The lithic artefacts were normally flaked at one end or one side of a cobble unifacially with a hammer stone. Such river cobbles could be obtained from nearby river gravels. Various raw materials from these river gravels were suitable for tool manufacturing, including sandstone, quartz sandstone, quartz, granodiorite, quartzite, diorite, granite, fine sandstone and siltstone. Choppers with quite large edge angles are the dominant tool types, trimmed at one or two edges. There also found large numbers of flakes, but only several of them were retouched and might be used as scrapers. Elongated cobbles as well as the big oval examples, utilized or not, are also notable finds in this locality. It has long been debated that, during the late period of Late Pleistocene, the lithic industry of southern China approaches more closely to that discovered in mainland Southeast Asia rather than that of northern China. Therefore, these cobble tools are considered strong proof for the cultural relationship between the ancient populations of southern China and that of mainland Southeast Asia.
Cervidae predominate in the faunal remains. Only a few bones of tortoise, bird, carnivore, and reptile were uncovered, although large quantities of rodent bones and teeth were collected through wet sieving. Percussion scars are usually seen on bone fragments, while polishing traces are less common. Some bones as well as antlers were processed and might have served as awls or spatulas. Many of bones are extensively burnt, which needs further investigation.
The general stratigraphic layers, from which lithic, ceramic, and other cultural materials derive, are well preserved and would help in reconstructing the chronological sequence of prehistoric cultural development in southern China. According to all the materials obtained from different localities of the Qingtang site, Huangmenyan Cave 2 seems to have been a central living area with rich and varied categories of archaeological remains. Meanwhile, Huangmenyan Cave 1 with a human burial, as well as other localities investigated in the area, probably functioned as places for special activities. The spatial arrangement of activities at the Qingtang site shows how people lived during the transitional period from the Palaeolithic to the Neolithic.

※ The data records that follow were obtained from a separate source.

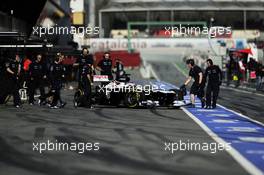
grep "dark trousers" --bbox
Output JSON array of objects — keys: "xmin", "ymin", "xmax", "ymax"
[
  {"xmin": 9, "ymin": 79, "xmax": 21, "ymax": 106},
  {"xmin": 206, "ymin": 83, "xmax": 219, "ymax": 106},
  {"xmin": 81, "ymin": 78, "xmax": 92, "ymax": 107},
  {"xmin": 51, "ymin": 80, "xmax": 62, "ymax": 106},
  {"xmin": 28, "ymin": 79, "xmax": 45, "ymax": 103}
]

With the field records and artefactual materials recovered in this predominant locality of the Qingtang site, Huangmenyan Cave 2 is a significant case of what appears to have been a hunter-gatherer society with a gradually changing subsistence strategy in southern China. It is now possible to provide more up-to-date and significant evidence for human dispersal for this vast region covering both the southern part of East Asia and mainland Southeast Asia at that time.